Seuls les titulaires d'une licence fédérale relative au cannabis sont autorisés à cultiver du cannabis aux fins de vente pour veiller à ce que tous les produits de cannabis légaux respectent des exigences strictes en matière de contrôle de la sécurité et de la qualité des produits. Les provinces et territoires, quant à eux, sont responsables de la réglementation et des restrictions concernant la vente et la distribution du cannabis. Chaque province et territoire du Canada maintient une liste officielle des magasins de cannabis autorisés sur leur territoire respectif.

Malgré l'entrée en vigueur de la Loi sur le cannabis, les activités non autorisées liées au cannabis ne se sont pas estompées. Selon l'Enquête canadienne sur le cannabis de 2021, 81 % des répondants obtiennent leur cannabis de sources légales ou autorisées, ce qui inclut les détaillants et points de vente réglementés ou autorisés. Inversement, 37 % des répondants à l'enquête obtiennent leur cannabis de sources illégales ou non autorisées, ce qui inclut les détaillants et points de vente non réglementés ou non autorisés. Puisque les répondants pouvaient choisir plus d'une source, certains ont indiqué s'approvisionner en cannabis auprès de fournisseurs légaux et illégaux.

Bien que davantage de consommateurs déclarent chaque année obtenir leur cannabis auprès de sources légales, il demeure que le marché illégal du cannabis est florissant au Canada. Un tel marché contribue à la hausse du risque de torts à l'encontre de la population et du système financier du Canada par d'importantes pertes de recettes fiscales et un accroissement du financement des activités criminelles de groupes du crime organisé.

Qu'est-ce que le cannabis illicite?

Du cannabis illicite réfère à du cannabis qui est ou qui a été vendu, produit ou distribué par une personne visée par une interdiction prévue par la Loi sur le cannabis ou par une loi provinciale ou qui a été importé par une personne visée par une interdiction prévue par la Loi sur le cannabis.

Aperçu de l'analyse de CANAFE des DOD liées au cannabis illicite

CANAFE a analysé un échantillon d'environ 5 000 DOD reçues entre mars 2020 et mars 2021 concernant des activités liées au cannabis illicite. La majorité de ces DOD touchait la vente et la distribution soupçonnées de cannabis illicite par l'entremise de distributeurs en ligne non autorisés. D'ailleurs, CANAFE a aussi examiné des DOD portant sur la production soupçonnée de cannabis illicite.

Méthodes générales de blanchiment d'argent

Dans l'ensemble, les virements par courriel, chèques, traites bancaires, et dépôts ou retraits en espèces étaient les principaux moyens utilisés pour déplacer des fonds découlant d'activités liées au cannabis illicite. De plus, CANAFE a observé le recours à plusieurs méthodes de blanchiment d'argent, dont l'utilisation de monnaies virtuelles, de prête‑nomsNote de bas de page 1, de la dispersion de fonds entre comptes liés, et de sociétés-écrans appartenant aux distributeurs et aux producteurs de cannabis illicite.
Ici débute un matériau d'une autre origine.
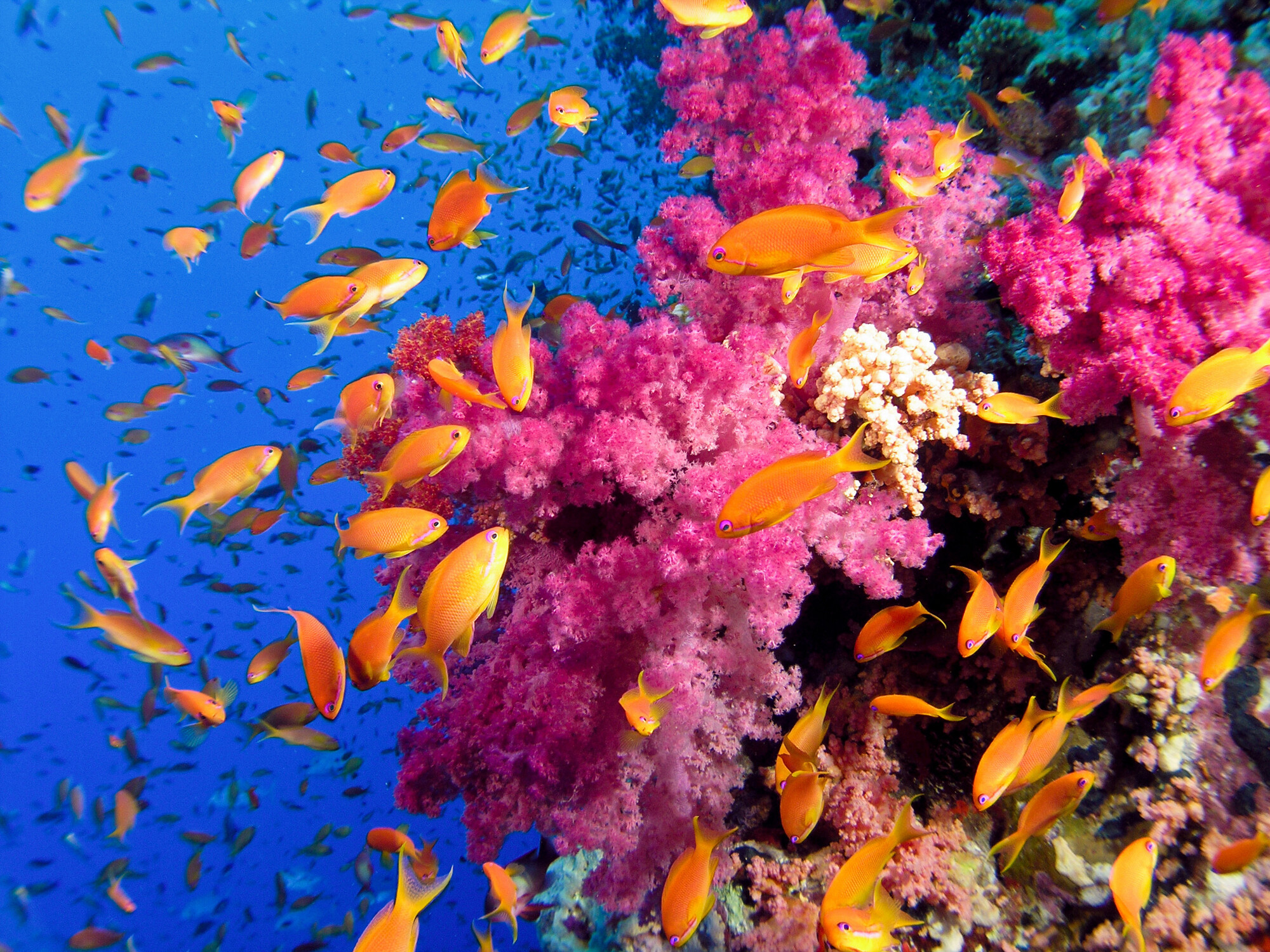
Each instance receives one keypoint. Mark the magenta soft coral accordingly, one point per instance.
(612, 482)
(1168, 261)
(779, 114)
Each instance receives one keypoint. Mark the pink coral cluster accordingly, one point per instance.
(612, 482)
(779, 114)
(1166, 263)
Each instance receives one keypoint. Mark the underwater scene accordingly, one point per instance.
(636, 475)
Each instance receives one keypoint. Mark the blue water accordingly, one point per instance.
(51, 724)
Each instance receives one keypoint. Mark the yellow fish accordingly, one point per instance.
(50, 185)
(1213, 387)
(1149, 583)
(775, 493)
(688, 898)
(1132, 875)
(514, 364)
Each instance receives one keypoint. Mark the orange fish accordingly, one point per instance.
(378, 637)
(716, 16)
(351, 195)
(506, 893)
(119, 897)
(854, 883)
(421, 454)
(126, 810)
(645, 709)
(886, 630)
(807, 736)
(401, 138)
(1098, 527)
(236, 474)
(799, 357)
(1222, 649)
(1074, 194)
(1132, 875)
(257, 237)
(570, 111)
(1051, 804)
(1020, 409)
(321, 298)
(999, 766)
(393, 532)
(119, 577)
(396, 927)
(1039, 20)
(910, 706)
(364, 406)
(1213, 387)
(309, 378)
(947, 150)
(337, 153)
(50, 185)
(688, 897)
(462, 205)
(454, 385)
(982, 615)
(450, 45)
(775, 493)
(267, 661)
(323, 661)
(1090, 699)
(525, 116)
(783, 241)
(1019, 609)
(506, 34)
(256, 178)
(232, 117)
(145, 640)
(1260, 510)
(514, 364)
(1149, 583)
(101, 507)
(463, 586)
(1243, 852)
(98, 354)
(189, 243)
(803, 797)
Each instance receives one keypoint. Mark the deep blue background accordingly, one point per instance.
(50, 725)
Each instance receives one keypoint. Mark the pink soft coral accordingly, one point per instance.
(612, 482)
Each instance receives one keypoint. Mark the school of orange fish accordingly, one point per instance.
(784, 244)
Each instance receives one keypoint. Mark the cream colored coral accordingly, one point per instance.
(907, 399)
L'on a constaté que des virements de fonds entrants provenant de courtiers en monnaies virtuelles dans des comptes bancaires faisaient référence à de la terminologie propre au cannabis (exemples : herbe, pot, cocotte et feuille). Ces fonds ont par la suite été rapidement transférés de ces comptes bancaires à d'autres courtiers en monnaies virtuelles.

Des prête-noms ont reçu dans leurs comptes bancaires un nombre excessif de virements de fonds provenant d'entreprises ou de personnes soupçonnées de faire de la distribution en ligne, fonds qu'ils viraient ensuite à un compte personnel détenu par les signataires autorisés des entités. Certains prête-noms possédaient des comptes conjoints avec des personnes impliquées ou soupçonnées d'être impliquées dans la vente de cannabis illicite.
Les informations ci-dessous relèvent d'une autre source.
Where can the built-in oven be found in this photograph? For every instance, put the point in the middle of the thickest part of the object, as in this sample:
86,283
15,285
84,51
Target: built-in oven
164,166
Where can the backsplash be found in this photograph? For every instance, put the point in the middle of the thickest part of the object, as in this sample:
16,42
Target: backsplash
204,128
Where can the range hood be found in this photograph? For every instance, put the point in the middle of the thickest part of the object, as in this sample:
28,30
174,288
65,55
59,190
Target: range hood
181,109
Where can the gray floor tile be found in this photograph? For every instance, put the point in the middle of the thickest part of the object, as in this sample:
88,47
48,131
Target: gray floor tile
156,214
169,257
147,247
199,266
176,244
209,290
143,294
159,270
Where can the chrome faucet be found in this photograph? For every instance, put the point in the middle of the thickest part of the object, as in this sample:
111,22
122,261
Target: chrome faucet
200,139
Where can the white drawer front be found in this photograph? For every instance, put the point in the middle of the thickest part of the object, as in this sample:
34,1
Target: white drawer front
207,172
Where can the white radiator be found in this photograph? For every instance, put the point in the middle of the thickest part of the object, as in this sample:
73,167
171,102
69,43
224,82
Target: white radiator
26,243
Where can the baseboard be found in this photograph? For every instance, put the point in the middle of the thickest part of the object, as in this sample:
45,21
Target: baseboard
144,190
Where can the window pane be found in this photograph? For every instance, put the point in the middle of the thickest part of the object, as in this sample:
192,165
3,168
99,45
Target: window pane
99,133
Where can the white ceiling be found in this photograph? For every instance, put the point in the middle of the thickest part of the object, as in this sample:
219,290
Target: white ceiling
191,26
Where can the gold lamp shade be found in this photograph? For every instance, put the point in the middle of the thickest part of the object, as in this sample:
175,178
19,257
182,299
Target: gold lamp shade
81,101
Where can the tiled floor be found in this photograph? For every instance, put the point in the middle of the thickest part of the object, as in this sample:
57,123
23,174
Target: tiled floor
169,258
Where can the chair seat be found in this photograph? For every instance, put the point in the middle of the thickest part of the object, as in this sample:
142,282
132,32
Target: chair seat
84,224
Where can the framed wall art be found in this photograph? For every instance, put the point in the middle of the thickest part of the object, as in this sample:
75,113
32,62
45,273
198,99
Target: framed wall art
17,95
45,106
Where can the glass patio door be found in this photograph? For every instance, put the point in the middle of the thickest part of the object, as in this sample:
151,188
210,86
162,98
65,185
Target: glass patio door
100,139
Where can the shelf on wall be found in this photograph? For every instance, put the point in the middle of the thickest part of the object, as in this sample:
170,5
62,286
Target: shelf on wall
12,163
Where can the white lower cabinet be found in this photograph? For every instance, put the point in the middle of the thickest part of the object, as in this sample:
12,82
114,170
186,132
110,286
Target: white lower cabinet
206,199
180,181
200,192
Un large éventail de types d'entreprises servait de sociétés-écrans pour blanchir les produits d'activités liées au cannabis illicite. Les entreprises les plus fréquemment observées dans ce contexte sont celles de commerce électronique associées aux secteurs des produits de beauté et du mieux-être, de la vente en gros d'aliments et de boissons, de l'automobile, de la réparation d'appareils électroniques, du marketing, de la publicité et du service-conseil, et de la construction. Souvent, il y avait peu d'opérations commerciales, ou aucune opération, dans les comptes détenus par ces sociétés-écrans qui appartenaient à des distributeurs et producteurs soupçonnés de cannabis illicite, leurs associés et d'autres membres de leurs réseaux. Bon nombre de ces personnes possédaient plus d'une entreprise et viraient des fonds entre leurs comptes personnels et d'entreprise et ceux de leurs associés, sans motif clair.
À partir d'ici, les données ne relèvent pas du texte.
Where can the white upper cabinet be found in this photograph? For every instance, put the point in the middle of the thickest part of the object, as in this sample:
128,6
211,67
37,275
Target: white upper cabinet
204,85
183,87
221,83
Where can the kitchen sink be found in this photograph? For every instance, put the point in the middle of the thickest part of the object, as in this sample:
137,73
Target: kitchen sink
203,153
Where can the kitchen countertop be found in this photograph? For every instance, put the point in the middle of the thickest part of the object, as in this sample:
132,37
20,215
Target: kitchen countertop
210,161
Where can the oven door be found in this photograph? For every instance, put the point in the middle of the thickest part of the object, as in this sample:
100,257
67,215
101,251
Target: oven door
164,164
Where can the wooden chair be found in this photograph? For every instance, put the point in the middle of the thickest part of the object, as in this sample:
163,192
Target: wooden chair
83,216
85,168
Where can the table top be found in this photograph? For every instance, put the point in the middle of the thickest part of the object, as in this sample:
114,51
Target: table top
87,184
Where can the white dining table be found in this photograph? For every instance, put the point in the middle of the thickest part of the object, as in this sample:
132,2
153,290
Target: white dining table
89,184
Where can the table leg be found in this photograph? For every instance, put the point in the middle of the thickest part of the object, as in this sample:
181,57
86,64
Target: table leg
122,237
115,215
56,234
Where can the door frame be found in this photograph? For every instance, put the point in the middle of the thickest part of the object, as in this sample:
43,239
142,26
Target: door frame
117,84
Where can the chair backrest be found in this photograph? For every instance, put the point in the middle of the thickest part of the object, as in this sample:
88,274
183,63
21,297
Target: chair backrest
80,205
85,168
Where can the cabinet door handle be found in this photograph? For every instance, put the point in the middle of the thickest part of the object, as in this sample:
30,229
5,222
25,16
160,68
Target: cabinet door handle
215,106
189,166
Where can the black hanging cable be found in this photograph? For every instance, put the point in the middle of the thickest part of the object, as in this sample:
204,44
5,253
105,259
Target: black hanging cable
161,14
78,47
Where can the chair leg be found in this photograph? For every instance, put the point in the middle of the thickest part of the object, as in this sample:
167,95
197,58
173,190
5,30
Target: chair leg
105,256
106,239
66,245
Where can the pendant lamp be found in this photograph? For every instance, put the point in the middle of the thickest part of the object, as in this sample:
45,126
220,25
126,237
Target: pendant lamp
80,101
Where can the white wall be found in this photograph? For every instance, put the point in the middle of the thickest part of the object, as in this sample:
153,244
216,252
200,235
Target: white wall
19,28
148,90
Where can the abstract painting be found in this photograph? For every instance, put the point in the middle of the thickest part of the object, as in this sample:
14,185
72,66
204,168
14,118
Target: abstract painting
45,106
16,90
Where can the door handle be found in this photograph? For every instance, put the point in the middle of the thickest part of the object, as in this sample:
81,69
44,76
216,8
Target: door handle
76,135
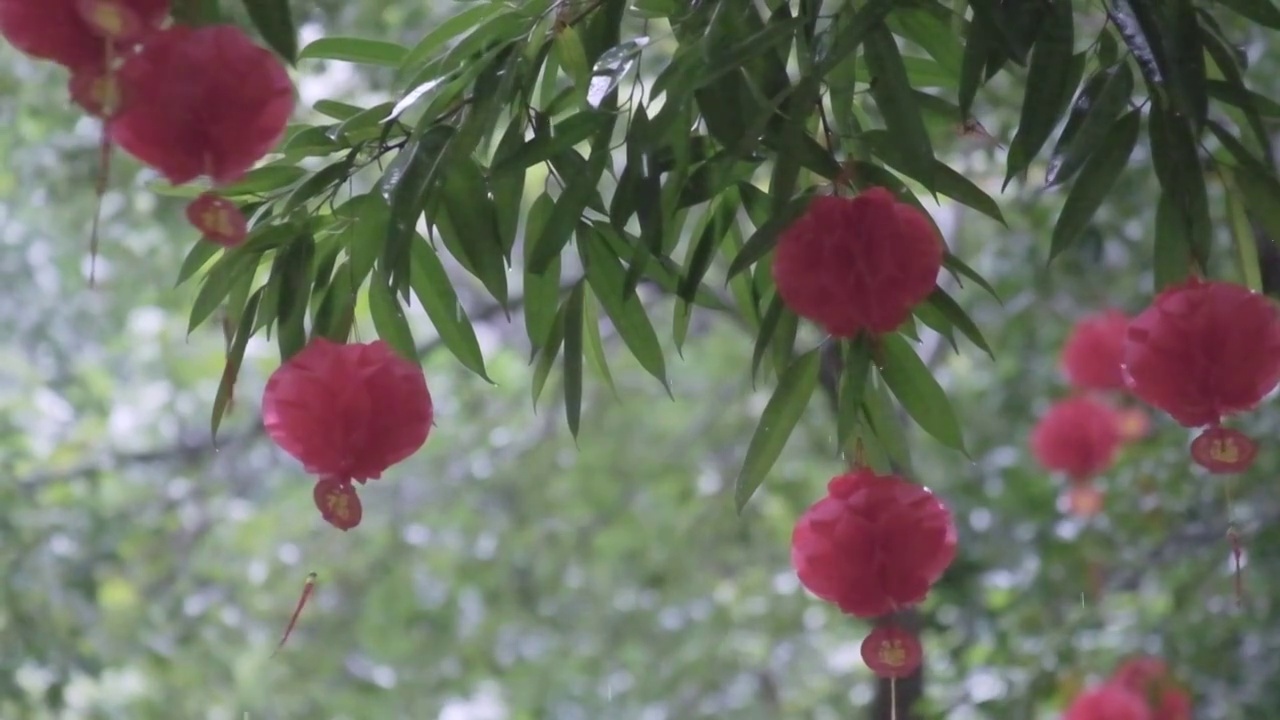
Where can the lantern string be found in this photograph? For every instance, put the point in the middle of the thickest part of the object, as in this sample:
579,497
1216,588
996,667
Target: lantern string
104,159
1233,537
À la suite de la fermeture d'un compte d'entreprise, CANAFE a noté que l'on a observé l'ouverture ou l'utilisation d'un autre compte à une institution financière différente après un court laps de temps. L'on a également remarqué que ce qui semblait être des personnes tierces non liées commençait à recevoir des virements par courriel comportant la même adresse courriel ou le même nom que le distributeur non autorisé une fois le compte de ses associés fermés.

Distributeurs en ligne non autorisés

Les opérations douteuses qui suivent sont associées à des activités en ligne liées au cannabis illicite, comme la vente et la distribution.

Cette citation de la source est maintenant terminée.